Anyway, i'm kind of proud of myself and pretty excited to finally have a GPS that will give me ground speed, or mark a spot that I might be catching fish at that I want to go back to.. As long as the memory works, I'll be set. If not, I guess it will still work for trolling speed 
Not bad for free eh?

p.s. does anyone know if this unit still works with the satellites in service today? i can't seem to get it to acquire... (i take that back.. it just locked up like 15 minutes later haha)


----------



## waterfoul (May 18, 2005)

First time you turn on a GPS unit after moving it more than say... 100 miles... it will take it some time to aquire it's new location. It doesn't surprise me at all it took it a while to find itself.
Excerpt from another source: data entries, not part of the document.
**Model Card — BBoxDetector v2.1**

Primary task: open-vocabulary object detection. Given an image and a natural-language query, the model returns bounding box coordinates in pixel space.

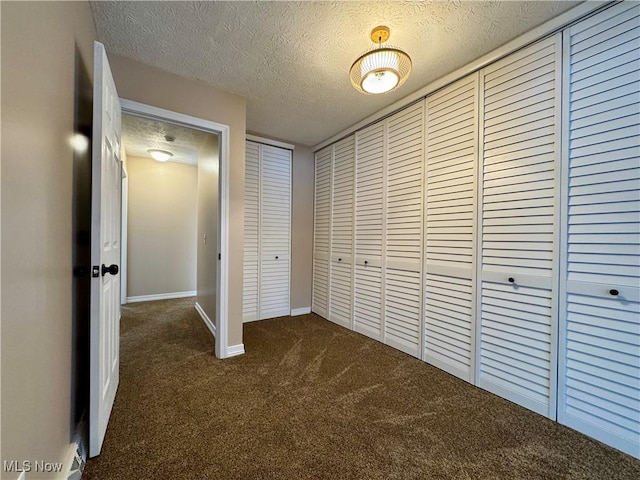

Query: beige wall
[198,135,220,322]
[109,55,247,345]
[291,145,315,309]
[127,156,198,297]
[0,2,95,479]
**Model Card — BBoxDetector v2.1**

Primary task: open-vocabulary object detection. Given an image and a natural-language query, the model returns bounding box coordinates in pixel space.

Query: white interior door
[242,142,260,322]
[353,122,386,341]
[89,42,122,457]
[329,135,355,328]
[476,35,561,419]
[311,147,332,318]
[424,74,480,383]
[384,102,424,357]
[558,2,640,458]
[259,145,291,319]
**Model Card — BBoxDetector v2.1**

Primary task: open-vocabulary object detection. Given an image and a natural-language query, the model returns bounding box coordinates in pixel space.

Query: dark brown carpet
[83,299,640,480]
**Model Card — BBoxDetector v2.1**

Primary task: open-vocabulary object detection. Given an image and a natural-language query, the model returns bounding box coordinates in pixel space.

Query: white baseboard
[59,439,79,480]
[291,307,311,317]
[227,343,244,358]
[127,290,198,303]
[196,302,216,337]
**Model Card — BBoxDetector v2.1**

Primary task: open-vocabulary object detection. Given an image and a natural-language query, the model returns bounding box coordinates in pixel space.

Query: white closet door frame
[474,32,563,420]
[558,2,640,458]
[311,146,332,318]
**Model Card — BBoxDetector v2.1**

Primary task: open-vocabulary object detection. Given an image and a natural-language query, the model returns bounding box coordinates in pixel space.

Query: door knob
[102,263,120,277]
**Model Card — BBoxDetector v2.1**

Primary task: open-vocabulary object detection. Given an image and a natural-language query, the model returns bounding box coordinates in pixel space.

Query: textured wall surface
[127,155,198,297]
[0,2,95,479]
[91,1,580,145]
[122,114,208,165]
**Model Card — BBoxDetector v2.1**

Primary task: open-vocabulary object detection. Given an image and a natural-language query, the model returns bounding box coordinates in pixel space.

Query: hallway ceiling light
[349,26,411,95]
[147,148,173,162]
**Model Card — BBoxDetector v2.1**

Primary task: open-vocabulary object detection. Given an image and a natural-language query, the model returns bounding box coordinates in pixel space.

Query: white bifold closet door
[328,135,355,328]
[383,102,424,357]
[558,2,640,458]
[311,146,333,318]
[260,145,291,318]
[423,74,478,382]
[242,142,260,322]
[353,123,386,340]
[476,34,561,418]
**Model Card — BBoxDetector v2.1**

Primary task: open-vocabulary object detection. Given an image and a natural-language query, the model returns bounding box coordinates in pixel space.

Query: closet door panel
[329,135,355,328]
[423,74,478,382]
[329,257,352,328]
[311,147,332,318]
[260,256,291,319]
[260,145,291,318]
[353,123,385,340]
[558,2,640,457]
[353,261,382,340]
[476,35,561,418]
[384,102,424,357]
[242,142,260,322]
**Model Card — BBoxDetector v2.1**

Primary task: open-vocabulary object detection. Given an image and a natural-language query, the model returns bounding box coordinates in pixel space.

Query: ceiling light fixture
[147,148,173,162]
[349,26,411,95]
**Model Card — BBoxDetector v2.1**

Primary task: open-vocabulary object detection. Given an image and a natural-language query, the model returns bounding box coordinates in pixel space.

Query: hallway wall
[127,156,198,300]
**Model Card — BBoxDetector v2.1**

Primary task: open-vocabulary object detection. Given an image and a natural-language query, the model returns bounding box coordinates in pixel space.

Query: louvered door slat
[423,75,478,381]
[558,2,640,457]
[242,142,260,322]
[383,102,424,357]
[476,36,560,418]
[259,145,291,319]
[311,147,332,318]
[353,123,385,340]
[329,135,355,327]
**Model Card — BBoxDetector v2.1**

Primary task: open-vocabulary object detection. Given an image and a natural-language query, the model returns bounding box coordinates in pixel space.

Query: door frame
[120,98,230,358]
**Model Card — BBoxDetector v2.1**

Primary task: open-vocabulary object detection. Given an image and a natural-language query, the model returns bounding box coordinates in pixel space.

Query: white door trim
[120,165,129,305]
[120,98,230,358]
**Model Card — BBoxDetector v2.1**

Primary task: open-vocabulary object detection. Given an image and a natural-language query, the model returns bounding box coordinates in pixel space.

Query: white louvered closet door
[329,135,355,328]
[424,74,478,382]
[558,2,640,458]
[384,102,424,357]
[476,34,561,418]
[353,123,386,340]
[311,147,333,318]
[260,145,291,319]
[242,142,260,322]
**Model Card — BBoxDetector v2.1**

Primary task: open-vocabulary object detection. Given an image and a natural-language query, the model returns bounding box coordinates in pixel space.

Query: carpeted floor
[83,298,640,480]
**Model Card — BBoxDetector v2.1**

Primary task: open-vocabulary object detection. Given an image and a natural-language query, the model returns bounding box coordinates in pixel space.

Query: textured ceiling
[122,114,212,165]
[91,1,581,145]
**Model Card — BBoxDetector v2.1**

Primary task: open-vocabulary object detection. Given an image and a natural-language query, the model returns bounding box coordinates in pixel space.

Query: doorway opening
[121,99,229,358]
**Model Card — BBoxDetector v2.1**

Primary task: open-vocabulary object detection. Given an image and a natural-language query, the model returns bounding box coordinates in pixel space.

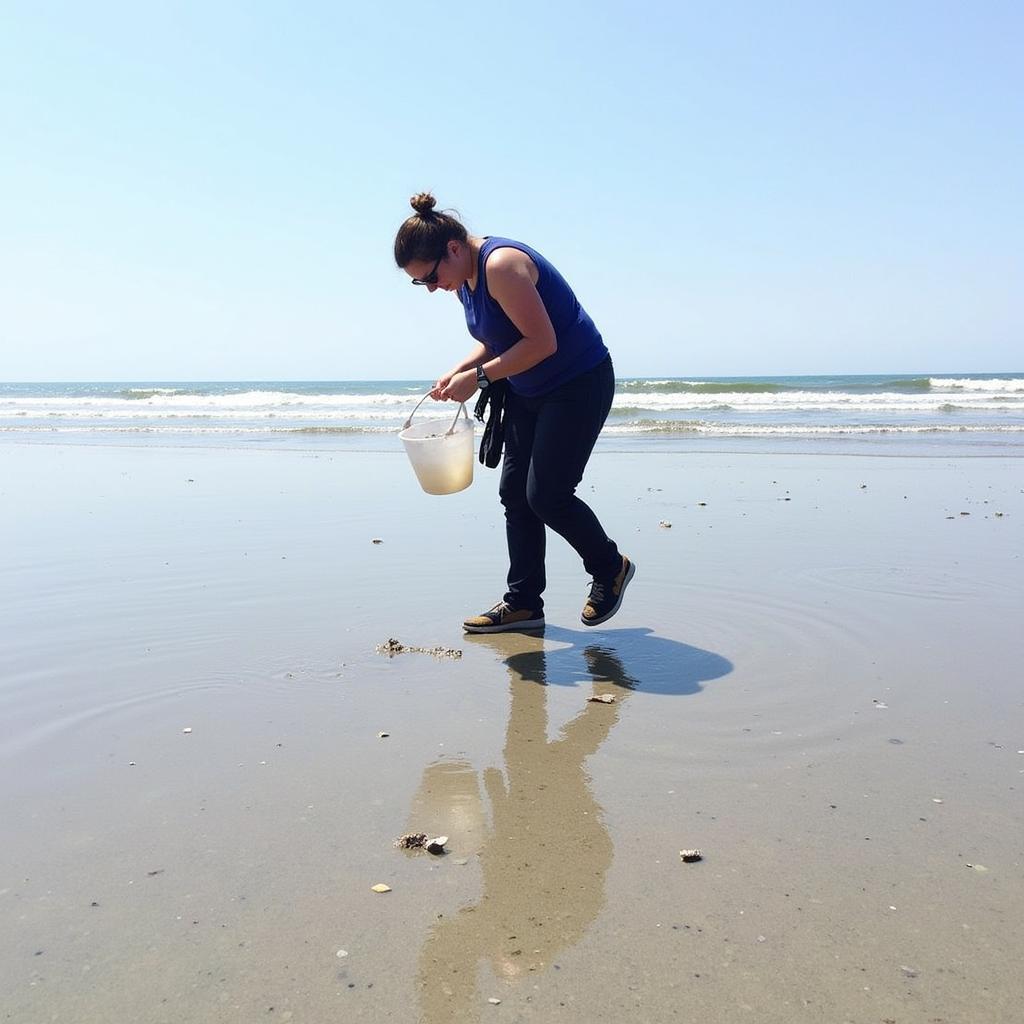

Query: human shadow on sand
[410,628,732,1024]
[491,626,732,696]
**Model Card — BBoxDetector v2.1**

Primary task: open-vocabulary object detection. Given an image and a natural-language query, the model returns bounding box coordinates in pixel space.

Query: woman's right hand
[430,370,456,401]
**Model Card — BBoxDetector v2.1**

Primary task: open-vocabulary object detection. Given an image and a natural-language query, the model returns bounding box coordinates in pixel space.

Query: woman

Good luck on the battery thing!


----------



## Crazy Axe (Mar 11, 2007)

i got it to acquire last night.. it worked real good, but the memory battery still wasn't right. i ganked another one from an old motherboard and it works, but now the unit turns off on it's own between 3 seconds and 3 minutes of having it on. there seems to be no method to it, it just does it randomly, even when it's turned on and then set on a solid surface and not moved, bumped, vibrated, or ANYTHING..
i'll check the batter pack with a VOM later, and then clean all the contacts.. if that still doesn't work, i'm gonna try to figure out what the power pins are on the rear and hook it up to a DC adapter and try to pinpoint where the problem is.


----------